Thursday 29 July 2010

Notebooks are our friends

I have a lot of notebooks. Every birthday and Christmas it's the default gift that people give me. They're usually quite posh leather affairs with pre-worn covers sealed with magnetic clasps and filled with creamy premium bond paper. I receive each one with genuine delight, I marvel at the workmanship, I am properly touched by the sentiment, and I place the blank book on a shelf where it remains with its fellow blanks that remain so ever after.

The problem isn't that I don't like those gift notebooks. I do, very much so. In fact, I like them so much that I can't bring myself to write in them. The sort of people who give me notebooks don't realise that writing is a very messy business full of scribbles and doodles and weird lists that end up not meaning anything. The sort of notebooks filled with neat copperplate or crammed with all sorts of manly observations written in a bold fist interspersed with elaborate diagrams only exist in the movies or in bookshops on the remainder tables under ridiculous titles like "The Lost Journals of Dr Frankenstein".

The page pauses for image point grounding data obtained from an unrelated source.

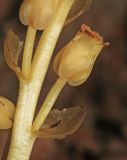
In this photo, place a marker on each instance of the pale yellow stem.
(28, 50)
(48, 103)
(48, 40)
(22, 140)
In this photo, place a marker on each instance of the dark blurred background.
(103, 135)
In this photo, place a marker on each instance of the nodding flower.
(75, 61)
(37, 13)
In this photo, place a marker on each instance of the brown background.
(103, 135)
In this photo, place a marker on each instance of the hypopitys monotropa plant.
(72, 64)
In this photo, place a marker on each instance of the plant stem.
(48, 103)
(22, 139)
(28, 50)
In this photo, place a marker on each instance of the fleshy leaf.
(78, 8)
(12, 49)
(7, 110)
(61, 123)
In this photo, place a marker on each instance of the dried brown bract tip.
(75, 61)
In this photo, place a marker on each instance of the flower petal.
(61, 123)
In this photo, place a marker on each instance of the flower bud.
(37, 13)
(75, 61)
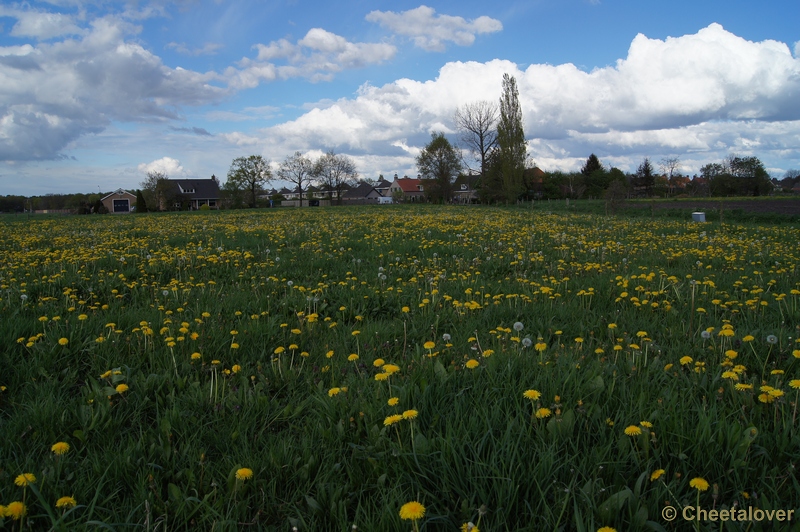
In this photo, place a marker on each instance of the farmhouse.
(119, 202)
(407, 189)
(192, 194)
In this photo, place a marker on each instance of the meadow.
(320, 369)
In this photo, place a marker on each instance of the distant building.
(119, 202)
(192, 194)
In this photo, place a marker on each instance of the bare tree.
(477, 122)
(297, 169)
(669, 166)
(334, 172)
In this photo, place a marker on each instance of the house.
(383, 187)
(194, 193)
(465, 189)
(407, 189)
(363, 193)
(120, 201)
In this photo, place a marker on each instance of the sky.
(96, 93)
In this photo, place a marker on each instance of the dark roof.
(361, 191)
(203, 188)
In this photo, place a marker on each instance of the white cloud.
(40, 25)
(317, 57)
(166, 165)
(430, 31)
(53, 93)
(709, 93)
(209, 48)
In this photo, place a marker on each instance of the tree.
(297, 169)
(334, 172)
(438, 164)
(157, 191)
(249, 175)
(645, 178)
(669, 167)
(477, 122)
(511, 145)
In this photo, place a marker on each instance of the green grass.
(380, 283)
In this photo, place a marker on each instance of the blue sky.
(94, 93)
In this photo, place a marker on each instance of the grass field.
(321, 368)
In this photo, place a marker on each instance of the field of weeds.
(397, 367)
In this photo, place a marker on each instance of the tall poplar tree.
(511, 141)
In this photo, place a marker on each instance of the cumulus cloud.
(166, 165)
(209, 48)
(432, 32)
(40, 25)
(317, 57)
(711, 92)
(53, 93)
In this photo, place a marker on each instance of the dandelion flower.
(244, 473)
(60, 448)
(25, 479)
(632, 430)
(66, 502)
(412, 511)
(16, 510)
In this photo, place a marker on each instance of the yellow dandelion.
(25, 479)
(66, 502)
(632, 430)
(533, 395)
(412, 511)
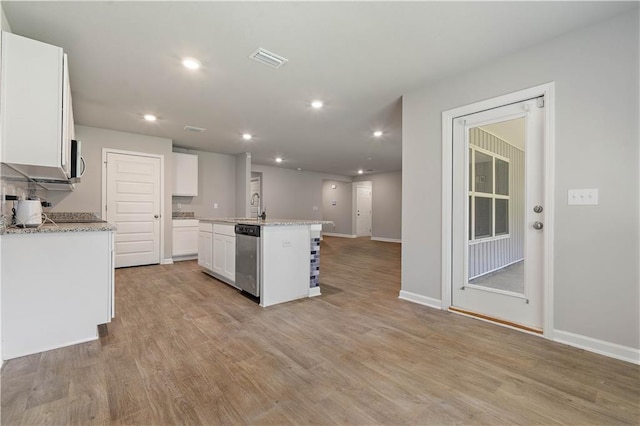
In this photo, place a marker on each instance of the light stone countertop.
(63, 227)
(267, 222)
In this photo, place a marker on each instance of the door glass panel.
(483, 217)
(484, 173)
(496, 205)
(502, 177)
(502, 217)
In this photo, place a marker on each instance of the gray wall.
(386, 204)
(87, 197)
(293, 194)
(596, 247)
(4, 24)
(216, 184)
(341, 213)
(243, 185)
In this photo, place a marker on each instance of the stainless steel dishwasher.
(248, 258)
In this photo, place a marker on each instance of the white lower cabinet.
(217, 250)
(62, 300)
(185, 238)
(205, 245)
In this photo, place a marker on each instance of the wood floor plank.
(186, 348)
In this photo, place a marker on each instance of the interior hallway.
(187, 349)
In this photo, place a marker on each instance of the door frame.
(105, 152)
(354, 199)
(548, 91)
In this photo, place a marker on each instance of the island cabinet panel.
(56, 289)
(285, 264)
(205, 245)
(224, 252)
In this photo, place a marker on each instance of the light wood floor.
(187, 349)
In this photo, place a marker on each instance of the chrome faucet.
(259, 213)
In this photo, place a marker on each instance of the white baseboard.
(421, 300)
(187, 257)
(314, 291)
(601, 347)
(333, 234)
(386, 240)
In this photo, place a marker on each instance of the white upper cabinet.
(185, 174)
(36, 117)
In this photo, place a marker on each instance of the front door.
(133, 205)
(363, 211)
(498, 216)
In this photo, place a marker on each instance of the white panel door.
(363, 211)
(487, 212)
(133, 205)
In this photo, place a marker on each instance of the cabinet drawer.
(229, 230)
(205, 226)
(185, 223)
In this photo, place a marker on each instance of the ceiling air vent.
(268, 58)
(194, 129)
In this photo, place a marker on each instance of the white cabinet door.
(219, 256)
(32, 95)
(185, 237)
(185, 174)
(205, 249)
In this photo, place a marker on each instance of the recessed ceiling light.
(191, 63)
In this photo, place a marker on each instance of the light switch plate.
(583, 197)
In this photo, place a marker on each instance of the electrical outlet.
(583, 197)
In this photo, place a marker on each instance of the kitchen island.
(288, 259)
(57, 285)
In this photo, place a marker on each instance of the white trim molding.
(386, 240)
(601, 347)
(334, 234)
(420, 299)
(548, 91)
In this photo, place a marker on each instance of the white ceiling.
(510, 131)
(359, 57)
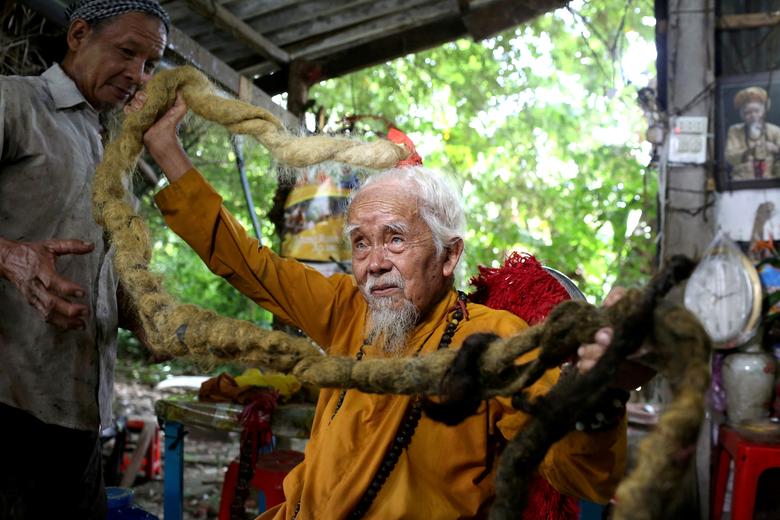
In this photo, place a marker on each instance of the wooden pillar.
(686, 193)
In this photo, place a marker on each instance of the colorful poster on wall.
(314, 215)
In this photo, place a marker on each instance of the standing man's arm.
(30, 267)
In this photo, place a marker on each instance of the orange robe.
(442, 474)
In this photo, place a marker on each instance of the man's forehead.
(140, 29)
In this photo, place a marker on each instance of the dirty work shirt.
(444, 473)
(50, 138)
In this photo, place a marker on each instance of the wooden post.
(686, 192)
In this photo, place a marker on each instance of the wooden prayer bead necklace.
(407, 427)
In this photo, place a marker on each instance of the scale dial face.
(725, 294)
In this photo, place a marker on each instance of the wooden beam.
(730, 22)
(236, 27)
(397, 23)
(349, 17)
(187, 50)
(494, 17)
(374, 52)
(182, 49)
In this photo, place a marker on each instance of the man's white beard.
(755, 130)
(388, 327)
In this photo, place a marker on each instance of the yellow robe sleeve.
(256, 271)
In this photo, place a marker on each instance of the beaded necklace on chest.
(407, 426)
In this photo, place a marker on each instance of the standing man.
(59, 309)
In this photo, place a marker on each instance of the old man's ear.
(451, 257)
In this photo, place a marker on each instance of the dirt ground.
(206, 456)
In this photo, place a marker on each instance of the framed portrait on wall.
(748, 137)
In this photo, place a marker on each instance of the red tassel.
(521, 286)
(547, 503)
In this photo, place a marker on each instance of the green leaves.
(540, 127)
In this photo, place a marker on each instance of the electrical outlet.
(690, 125)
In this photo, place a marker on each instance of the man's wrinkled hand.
(30, 266)
(632, 374)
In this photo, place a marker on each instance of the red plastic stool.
(269, 473)
(750, 460)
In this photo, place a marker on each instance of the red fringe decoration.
(522, 287)
(547, 503)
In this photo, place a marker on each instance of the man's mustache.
(387, 279)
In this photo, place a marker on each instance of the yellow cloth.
(438, 476)
(285, 384)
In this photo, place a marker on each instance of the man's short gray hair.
(96, 10)
(440, 205)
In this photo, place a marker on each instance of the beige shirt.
(49, 148)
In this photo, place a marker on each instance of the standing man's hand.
(162, 139)
(631, 374)
(30, 266)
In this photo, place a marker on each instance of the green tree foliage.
(540, 128)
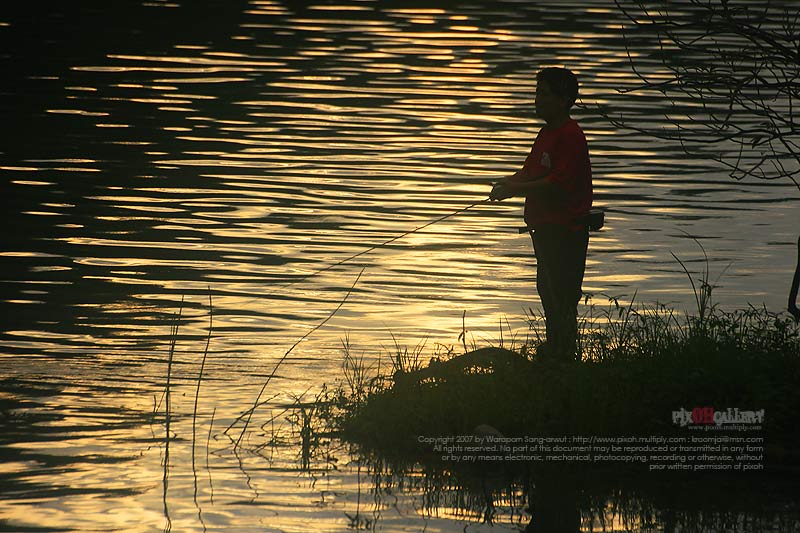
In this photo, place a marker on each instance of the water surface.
(158, 153)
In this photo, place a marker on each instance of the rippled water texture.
(154, 152)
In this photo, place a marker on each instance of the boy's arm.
(519, 185)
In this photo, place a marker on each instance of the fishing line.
(381, 245)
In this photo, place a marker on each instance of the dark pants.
(560, 262)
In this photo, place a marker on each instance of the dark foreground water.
(156, 152)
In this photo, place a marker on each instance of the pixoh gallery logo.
(710, 418)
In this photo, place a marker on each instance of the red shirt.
(563, 155)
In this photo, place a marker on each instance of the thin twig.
(289, 351)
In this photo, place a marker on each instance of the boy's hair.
(562, 81)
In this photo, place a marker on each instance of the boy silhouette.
(556, 181)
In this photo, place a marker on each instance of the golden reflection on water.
(269, 158)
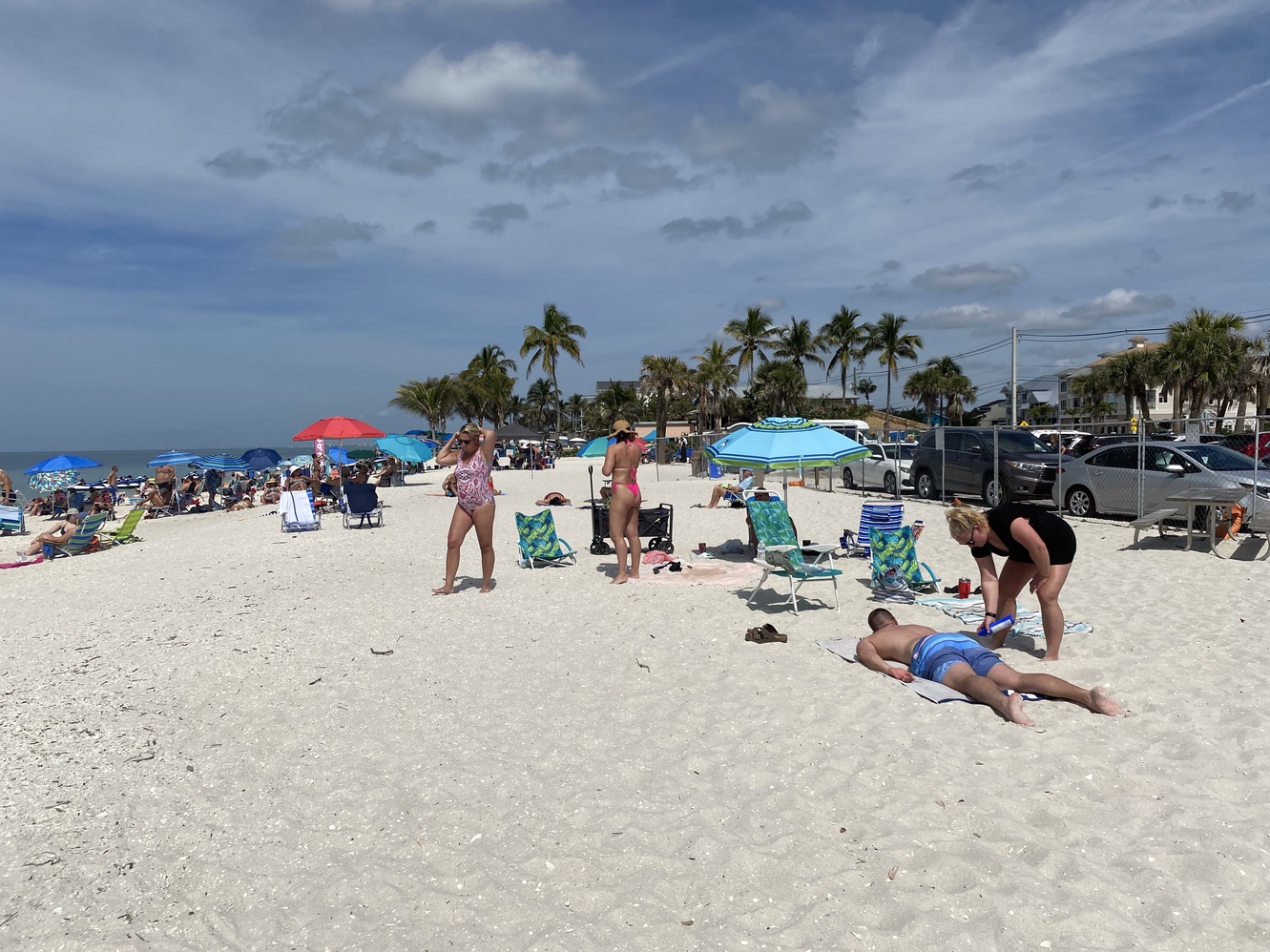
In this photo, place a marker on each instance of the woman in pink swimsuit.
(620, 463)
(471, 451)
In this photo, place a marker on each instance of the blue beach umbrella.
(173, 459)
(261, 459)
(404, 448)
(785, 444)
(61, 464)
(222, 461)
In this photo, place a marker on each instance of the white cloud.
(495, 80)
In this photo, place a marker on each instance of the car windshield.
(1017, 442)
(1218, 459)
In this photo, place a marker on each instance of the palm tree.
(545, 344)
(780, 388)
(432, 399)
(662, 379)
(888, 341)
(1201, 356)
(799, 344)
(1132, 373)
(752, 334)
(843, 339)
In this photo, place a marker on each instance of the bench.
(1155, 518)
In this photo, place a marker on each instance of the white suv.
(885, 461)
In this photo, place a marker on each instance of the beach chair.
(539, 541)
(80, 541)
(363, 502)
(298, 511)
(782, 555)
(896, 569)
(874, 515)
(125, 533)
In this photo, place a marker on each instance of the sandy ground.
(202, 752)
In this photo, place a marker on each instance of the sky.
(222, 219)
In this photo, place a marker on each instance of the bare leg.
(459, 526)
(1051, 612)
(962, 676)
(1013, 576)
(633, 536)
(1096, 699)
(484, 522)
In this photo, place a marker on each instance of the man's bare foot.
(1015, 711)
(1102, 702)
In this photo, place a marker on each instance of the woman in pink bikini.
(620, 463)
(471, 451)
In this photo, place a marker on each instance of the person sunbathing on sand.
(963, 664)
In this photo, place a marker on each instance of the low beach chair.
(363, 502)
(782, 555)
(894, 561)
(874, 515)
(81, 538)
(127, 528)
(539, 541)
(299, 514)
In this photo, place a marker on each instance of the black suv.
(951, 460)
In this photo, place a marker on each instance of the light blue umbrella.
(173, 459)
(404, 448)
(222, 461)
(61, 464)
(785, 444)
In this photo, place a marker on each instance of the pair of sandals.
(764, 634)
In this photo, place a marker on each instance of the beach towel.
(969, 611)
(928, 690)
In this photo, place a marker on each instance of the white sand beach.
(204, 749)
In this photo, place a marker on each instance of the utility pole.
(1013, 376)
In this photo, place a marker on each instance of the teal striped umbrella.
(785, 444)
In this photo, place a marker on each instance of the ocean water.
(133, 463)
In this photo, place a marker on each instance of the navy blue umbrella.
(61, 464)
(222, 461)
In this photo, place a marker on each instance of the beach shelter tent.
(261, 459)
(172, 459)
(785, 444)
(404, 448)
(337, 428)
(222, 461)
(61, 464)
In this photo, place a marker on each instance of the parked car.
(888, 460)
(1106, 481)
(951, 460)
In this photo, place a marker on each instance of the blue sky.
(229, 218)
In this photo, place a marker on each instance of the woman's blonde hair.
(963, 521)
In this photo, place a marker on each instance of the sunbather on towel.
(58, 536)
(963, 664)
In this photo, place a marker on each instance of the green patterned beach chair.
(539, 542)
(782, 553)
(894, 557)
(83, 536)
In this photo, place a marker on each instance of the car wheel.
(925, 485)
(1080, 502)
(993, 491)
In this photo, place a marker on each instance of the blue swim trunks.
(935, 653)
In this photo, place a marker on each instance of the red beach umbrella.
(337, 428)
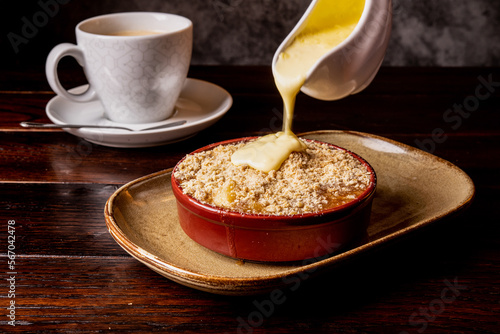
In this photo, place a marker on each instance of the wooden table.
(71, 276)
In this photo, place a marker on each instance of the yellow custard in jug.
(329, 23)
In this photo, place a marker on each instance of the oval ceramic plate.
(414, 189)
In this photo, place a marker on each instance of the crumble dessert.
(318, 178)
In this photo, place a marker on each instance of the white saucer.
(200, 103)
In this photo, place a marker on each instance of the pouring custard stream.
(329, 23)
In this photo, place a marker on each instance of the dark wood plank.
(377, 293)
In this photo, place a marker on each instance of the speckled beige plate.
(414, 189)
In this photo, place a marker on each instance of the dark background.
(247, 32)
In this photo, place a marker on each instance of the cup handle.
(57, 53)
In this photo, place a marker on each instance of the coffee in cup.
(136, 63)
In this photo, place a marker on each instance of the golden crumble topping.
(313, 180)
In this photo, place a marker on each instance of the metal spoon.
(67, 126)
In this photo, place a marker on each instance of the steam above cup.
(349, 67)
(136, 63)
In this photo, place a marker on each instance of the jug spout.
(350, 66)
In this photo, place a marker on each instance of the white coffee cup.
(137, 78)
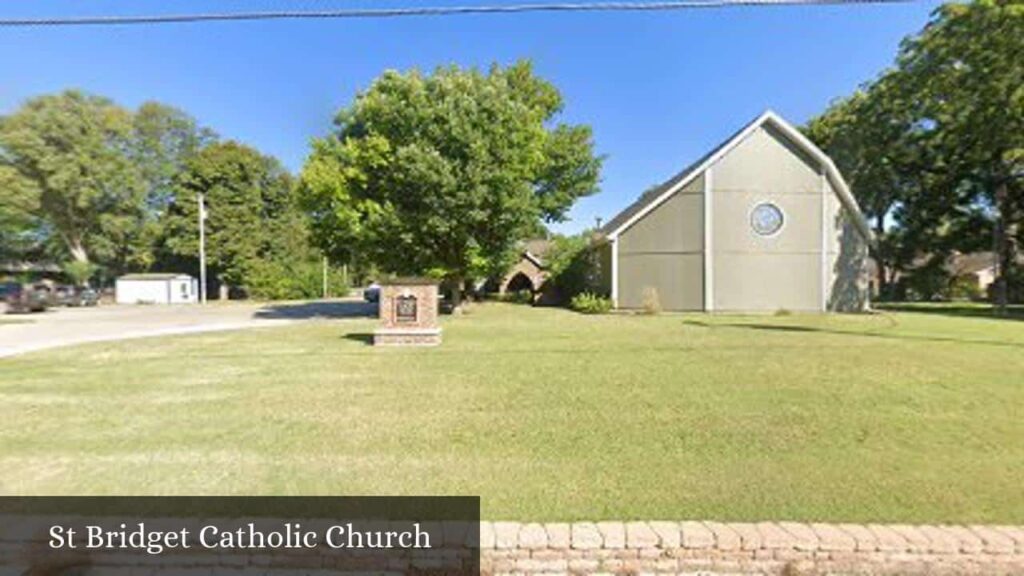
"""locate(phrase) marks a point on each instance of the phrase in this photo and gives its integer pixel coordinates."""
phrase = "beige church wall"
(664, 251)
(766, 161)
(675, 227)
(783, 271)
(767, 282)
(677, 278)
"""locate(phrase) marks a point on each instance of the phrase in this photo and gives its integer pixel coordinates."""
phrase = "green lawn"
(548, 414)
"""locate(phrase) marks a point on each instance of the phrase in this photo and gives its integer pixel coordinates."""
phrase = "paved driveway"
(60, 327)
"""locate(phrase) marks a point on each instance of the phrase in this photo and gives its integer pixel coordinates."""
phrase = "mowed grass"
(548, 415)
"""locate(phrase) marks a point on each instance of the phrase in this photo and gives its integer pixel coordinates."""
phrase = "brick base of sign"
(408, 336)
(719, 548)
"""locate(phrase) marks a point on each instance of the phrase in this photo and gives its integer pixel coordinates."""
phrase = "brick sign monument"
(409, 313)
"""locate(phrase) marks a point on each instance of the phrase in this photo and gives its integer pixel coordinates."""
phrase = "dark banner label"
(239, 535)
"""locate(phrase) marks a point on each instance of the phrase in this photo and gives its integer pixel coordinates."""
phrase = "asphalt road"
(60, 327)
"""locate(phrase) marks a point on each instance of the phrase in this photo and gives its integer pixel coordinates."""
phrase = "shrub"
(572, 265)
(587, 302)
(518, 297)
(651, 301)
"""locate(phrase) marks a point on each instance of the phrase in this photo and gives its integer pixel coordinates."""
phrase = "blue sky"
(658, 88)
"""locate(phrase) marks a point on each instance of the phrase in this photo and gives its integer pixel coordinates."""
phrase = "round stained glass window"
(767, 218)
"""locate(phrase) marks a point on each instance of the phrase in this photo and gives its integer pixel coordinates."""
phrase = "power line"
(417, 11)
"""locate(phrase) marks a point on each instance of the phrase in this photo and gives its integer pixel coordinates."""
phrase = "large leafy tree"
(67, 154)
(934, 149)
(250, 210)
(18, 205)
(92, 175)
(442, 173)
(967, 74)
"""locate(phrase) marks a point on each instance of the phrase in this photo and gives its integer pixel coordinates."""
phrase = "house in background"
(529, 272)
(157, 289)
(764, 221)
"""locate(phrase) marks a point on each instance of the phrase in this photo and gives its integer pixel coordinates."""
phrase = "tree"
(164, 139)
(441, 174)
(965, 69)
(67, 153)
(250, 210)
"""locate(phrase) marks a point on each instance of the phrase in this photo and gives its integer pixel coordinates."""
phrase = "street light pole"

A notebook of mine would be called "Scribblings of a nut case who must be living rough somewhere". Anyone opening my notebook wouldn't read "Today was the day when all of my apprehensions about the world came to fruition" They're more likely to find "Dust off green car" followed by "mortars", a crude picture of a duck, and a shopping list.

You might think from all of this that I don't care for notebooks. On the contrary. I'm rarely without one and "rarely" is only employed because I haven't yet figured out how to use one in the shower. Leaving Chez Szondy is a time-old ritual that involves slipping my phone in one pocket and my notebook in the other.

That's because a notebook is the most valuable tool that a writer has. It's a memory dump for every odd fact, fleeting thought, turn of phrase, observation, and idea that I come across in the course of the day. It's the reason why I always have something to do in odd moments and why I get honked at a lot at traffic lights. A notebook is my recorder of facts and the testing ground for ideas and bits of immature prose.

But you might think that you don't need a notebook because you have a good memory. Maybe, but the sort of things that go into a notebook are often so fleeting that you might not realise that it was worth remembering until you've already forgotten it. I know because I often forget something because I didn't get a chance to write it down and I'm cross for hours afterward. Indeed, the act of writing something down allows me to focus on an idea, bring it out in detail, and remember it well enough that I don't even need to read the note later.

Writing notes also helps to organise thoughts. Scenes that looked so perfect in the mind's eye come off half-backed and full of holes when put down on paper for the first time. I find it more productive to thrash out ideas in my notes first rather than stare at the screen and wondering why my keyboard isn't clicking away.

Portability

The important thing about a notebook is that it's portable. I always have it with me, so I can always write something down. It may be something important, like a record of an interview I'm conducting; it might be something absurd, like an observation on the shape of the barman's nose; or it might be something vital, like a well-caught simile. The notebook as intellectual catchall.

Choosing a notebook

What sort of notebook to use is a matter of circumstance and intellectual preference. Some people with pots of cash and a penchant for gadgets might favour ipads, netbooks, and other sorts of electronic jiggery pokery. They have their advantages, but I can't really see hauling one along to the dog park on a wet January morning. At the other end of the spectrum are cheap, pocket-sized spiral notebooks that you can pick up at the supermarket. Portable they are and cheap they are, but they fall apart something awful in the pocket.

For my part, I prefer to spend a couple of quid on Moleskines. They're well-bound, have rounded corners, a built-in page marker, and a little elastic strap to keep the covers closed tight. They even have a little pocket in the back for holding business cards and the like. Moleskine has even expanded into specialised notebooks, so, for example, if I'm storyboarding a screenplay I can get a book with the frames already sketched out. They even have thin, softcover books that can be slipped into a trouser pocket, though I find that they soon become so crumpled and bent that it's impossible to write in them.

Notes without a notebook

This brings up the biggest problem of the notebook, which is how to keep it with you when you need it. In the normal course of the day, there's no problem. Someone who lives a predictable office schedule and commutes by train may find that it's easy to use a laptop as notebook. At the other end of the scale is someone like me who finds himself on a blazing summer day wearing shorts and a polo shirt and, consequently, without a pocket large enough for the Moleskine. In that situation, I fall back on a digital recorder that slips into the little cargo pocket on my shorts. It's a pain because it means transcribing my dictation later, but it's better than nothing. I also can use my phone in a pinch now that even the most prosaic of models include audio and video recording.

One last thing

Which brings up one other vital point about notebooks. If you ever see rumpled, middle-aged Englishman on a street corner jumping and down while spouting in impotent frustration while waving a battered notebook above his head, that is me and I've forgotten to bring a pen.